Xeikon was an early starter in digital colour printing. Agfa's Chromapress used the same printing engine and both machines can generate 2,000 A4 pages per hour. Xeikon has had a chequered history due to changes in ownership, and after manufacturing over 2,000 digital colour presses worldwide, the factories are now all but mothballed. Xeikon derives its income from sales of toners to provide continuity while Punch, the new owner, develops forward strategies. Digital presses are only built to order. The growth of the digital colour press markets and the arrival of networked office colour printers mean there will be an increasing demand for cut-sheet A3+ digital papers. According to Pira research, the total demand for digital colour papers splits as approximately 55 per cent inkjet and 45 per cent digital toner substrates. The fragmented nature of the current digital colour printing demand suggests there will be a logistical challenge for paper suppliers in supplying very small quantities of specialist substrates.
Paper for toner printers will become more generic, but quality colour printing will still benefit from tuned papers. For paper suppliers, a digital brand will remain essential. Paper weights are generally in the range of 80-300gsm currently, although some stocks are processed outside this range.
- Digital solutions provide the means to link e-commerce, selling and administrative and production aspects of colour printing businesses, which has historically been very difficult to achieve. As financial institutions come to terms with these developments, more accurate financial models will emerge.
- Digital printing will continue to grow much faster than conventional printing. The main driver in Western Europe will be the ability to provide personalised printing, one-to-one marketing, CRM and marketing strategies that are people-focused.
- The machines seen as having the greatest potential for digital colour growth are the HP Indigo, the Xerox iGen3 and the Xerox 2060. Then, the DI presses from Heidelberg, Karat and Screen, and the DocuColor series, NexPress and Xeikon.
- It is predicted that the overall digital market will increase by 33 per cent to €11.2 billion in 2006, and to €13.6 billion by 2007/08. This reflects an increase of 61.1 per cent since 2002/03.
- Western Europe has approximately 26 per cent of the world printing marketing. Of this, digital printing counts for 8 per cent, and digital colour printing, about one quarter of that.

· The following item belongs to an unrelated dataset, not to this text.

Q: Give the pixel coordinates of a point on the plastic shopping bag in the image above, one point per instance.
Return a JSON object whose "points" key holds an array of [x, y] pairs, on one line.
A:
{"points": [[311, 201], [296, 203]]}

- Whenever they have been introduced, digital colour printing systems have taken significant market share. This may be in part due to their ability to integrate with the digitisation of prepress, the improved quality of printed results, an increase in production speed and a decrease in unit costs.
- To maximise its capacity, digital colour printing needs time invested on prepress in order to reduce time on the press. The output device is increasingly mirroring a desktop printer as simply a receptacle for toner and paper.
- To realise the expectation that images will be unchanged from desktop to output, much prepress software includes pre-flight checking as standard, PDF file handling, colour calibrating, and routines for automatic imposition and trapping.
- A growing digital colour press market will mean an increased demand for cut-sheet A3+ digital papers.